Rezension

Dieses Buch muss man aushalten können

Kukolka - Lana Lux

Kukolka
von Lana Lux

Bewertet mit 4.5 Sternen

Die generierten Bilder sind für den Leser heftig. Auch einzelne Sätze beeindrucken und machen fassungslos: „Ich wurde so ein bisschen wie unsere Waschmaschine. Ganz viele Programme, alle laufen automatisch ab.“

Über 375 Seiten beeindruckt dieser Debütroman, der die Geschichte von Samira erzählt. Semira ist sieben Jahre auf und wächst ein einem Waisenhaus auf. Das Leben dort ist hart. Da sie nichts anderes kennt, hat es akzeptiert. Sie hält sich an die Regeln, im Gegensatz zu ihrer Freundin Marina. und bunkert Brotrinden unter ihrer Bettdecke.
Die Waisenkinder träumen davon adoptiert zu werden. Ihre Freundin Marina schafft es und verspricht Samira nach Deutschland nachzuholen.
Dies geschieht nicht, so dass Samira sich auf den Weg nach Deutschland macht. Schon am Bahnhof scheitert sie, wird von einem „netten Rocky“ aufgegriffen und lebt mit anderen Kindern in einem schäbigen Haus.
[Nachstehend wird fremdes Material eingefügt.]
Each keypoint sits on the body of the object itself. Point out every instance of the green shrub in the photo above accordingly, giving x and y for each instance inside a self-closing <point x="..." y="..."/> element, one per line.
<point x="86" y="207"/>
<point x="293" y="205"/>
Von nun an bettelt sie. Obwohl das Haus mehr als schäbig ist, ist Samira glücklich. Sie hat ein eigenes Sofa und eine ältere Freundin. Tatsächlich stumpft sie hier bereits ab. Rocky nennt sie Kukolka „Püppchen“, die aufgrund ihres Äußeren von vielen als niedlich betrachtet wird.
Die Charles Dickens Atmosphäre hält nicht sehr lange an. Kukolka träumt weiter davon nach Deutschland zu kommen.
Von dem schäbigen Haus geht es weiter zu Dima, der letztendlich mit ihr nach Berlin geht. Er richtet sie zur Prostituierte ab und nun beginnt Kukolkas Weg als Prostituierte. Durch Menschenhändler wird sie weiter gereicht. Mit 13 Jahren hat sie bereits mehrere Freier täglich, ihr 14. Lebensjahr verbringt sie bernebelt durch Tabletten.
Die generierten Bilder sind für den Leser heftig. Auch einzelne Sätze beeindrucken und machen fassungslos: „Ich wurde so ein bisschen wie unsere Waschmaschine. Ganz viele Programme, alle laufen automatisch ab.“
Das muss man aushalten können. Trotzdem konnte ich nicht aufhören zu lesen. Die Nüchternheit mit der die Geschichte erzählt wird, trägt dazu bei. Man hofft stets, dass die Raserei auf den Abgrund gestoppt wird. Dass die verzweifelte Suche nach Liebe erfüllt wird.
Und dass es ein Happy End geben wird.